Skims x Nike

The collaboration between Nike and SKIMS was never meant to be a one off moment. It was announced early 2025, positioned clearly and rolled out with patience. One collection dropped already last year and now the next wave lands. Footwear. Specifically the NikeSKIMS Rift. A familiar silhouette reintroduced through a very current lens.

At first glance the shoe feels like a remix of everything fashion flirted with in 2025. Ballet flats went functional. Sport silhouettes went soft. Performance design started borrowing elegance instead of fighting it. The Rift sits exactly there. Split toe heritage from Nike’s archive meets a sculpted almost ballerina like upper that instantly triggers associations. You think of Puma’s ballet experiments. You think of Maison Margiela and its iconic tabi. You think of MiuMiu because of that slightly exaggerated rubber base which turns something delicate into something grounded. But this is not imitation. It is Nike pulling its own history back into the conversation and letting SKIMS smooth the edges.
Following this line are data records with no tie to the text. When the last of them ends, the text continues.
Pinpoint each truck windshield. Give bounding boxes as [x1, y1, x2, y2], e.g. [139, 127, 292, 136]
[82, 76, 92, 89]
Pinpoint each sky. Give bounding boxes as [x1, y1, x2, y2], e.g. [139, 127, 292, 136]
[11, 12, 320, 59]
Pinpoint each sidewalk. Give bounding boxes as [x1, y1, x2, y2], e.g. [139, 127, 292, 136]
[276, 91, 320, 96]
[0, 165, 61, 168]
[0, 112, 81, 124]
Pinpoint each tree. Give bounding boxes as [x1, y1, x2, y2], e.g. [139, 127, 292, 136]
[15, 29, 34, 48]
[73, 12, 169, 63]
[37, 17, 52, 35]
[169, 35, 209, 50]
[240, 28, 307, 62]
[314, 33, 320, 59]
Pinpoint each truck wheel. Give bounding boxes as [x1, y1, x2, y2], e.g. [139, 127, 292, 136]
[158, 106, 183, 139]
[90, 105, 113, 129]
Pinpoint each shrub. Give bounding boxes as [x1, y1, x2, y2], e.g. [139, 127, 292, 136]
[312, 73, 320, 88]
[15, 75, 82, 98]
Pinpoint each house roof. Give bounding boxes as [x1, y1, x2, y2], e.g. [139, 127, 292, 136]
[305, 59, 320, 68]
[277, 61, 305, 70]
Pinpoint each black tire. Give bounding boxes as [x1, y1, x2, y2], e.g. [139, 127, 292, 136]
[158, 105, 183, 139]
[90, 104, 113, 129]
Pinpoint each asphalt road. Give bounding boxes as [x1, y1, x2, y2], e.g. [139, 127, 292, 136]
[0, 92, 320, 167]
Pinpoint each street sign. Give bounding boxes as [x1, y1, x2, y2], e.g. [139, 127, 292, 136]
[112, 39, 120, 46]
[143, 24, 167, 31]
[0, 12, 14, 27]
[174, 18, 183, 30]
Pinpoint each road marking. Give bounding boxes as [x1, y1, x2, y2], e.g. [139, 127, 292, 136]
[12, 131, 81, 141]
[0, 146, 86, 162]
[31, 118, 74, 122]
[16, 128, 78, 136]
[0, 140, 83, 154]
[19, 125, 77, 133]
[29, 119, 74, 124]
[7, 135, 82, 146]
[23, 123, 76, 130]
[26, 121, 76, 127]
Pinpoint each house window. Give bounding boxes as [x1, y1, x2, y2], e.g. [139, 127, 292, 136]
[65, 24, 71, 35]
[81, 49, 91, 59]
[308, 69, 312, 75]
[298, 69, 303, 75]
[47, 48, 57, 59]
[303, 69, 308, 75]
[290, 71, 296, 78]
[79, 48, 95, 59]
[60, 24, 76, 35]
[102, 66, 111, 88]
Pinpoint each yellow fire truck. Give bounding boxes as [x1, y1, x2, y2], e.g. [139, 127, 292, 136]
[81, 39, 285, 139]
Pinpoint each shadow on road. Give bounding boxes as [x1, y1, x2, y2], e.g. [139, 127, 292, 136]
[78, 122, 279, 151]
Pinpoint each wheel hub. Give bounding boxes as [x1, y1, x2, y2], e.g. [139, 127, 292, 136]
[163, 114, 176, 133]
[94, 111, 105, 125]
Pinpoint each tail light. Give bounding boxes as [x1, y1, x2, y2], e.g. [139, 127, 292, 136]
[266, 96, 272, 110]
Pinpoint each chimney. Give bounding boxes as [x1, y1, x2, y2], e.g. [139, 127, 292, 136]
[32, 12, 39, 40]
The strength of this collaboration lies in restraint. Neutral skin tones that disappear into wardrobes instead of demanding styling gymnastics. Mesh that feels light. A strap that reads practical and decorative. It aligns perfectly with SKIMS’ philosophy of blending into your life rather than standing on top of it while still carrying Nike’s obsession with movement and biomechanics. The Rift has always been about natural motion inspired by long distance runners and anatomical research and here it feels less like a running shoe and more like a lifestyle translation of that idea.

Fashion is currently obsessed with shoes that live between categories. Not quite sneaker, not quite flat, not quite performance. The question is not whether the NikeSKIMS Rift is wearable. It is whether it becomes that shoe. The one you see everywhere six months from now. Or whether it stays a niche piece for people who enjoy the tension between sporty and strange.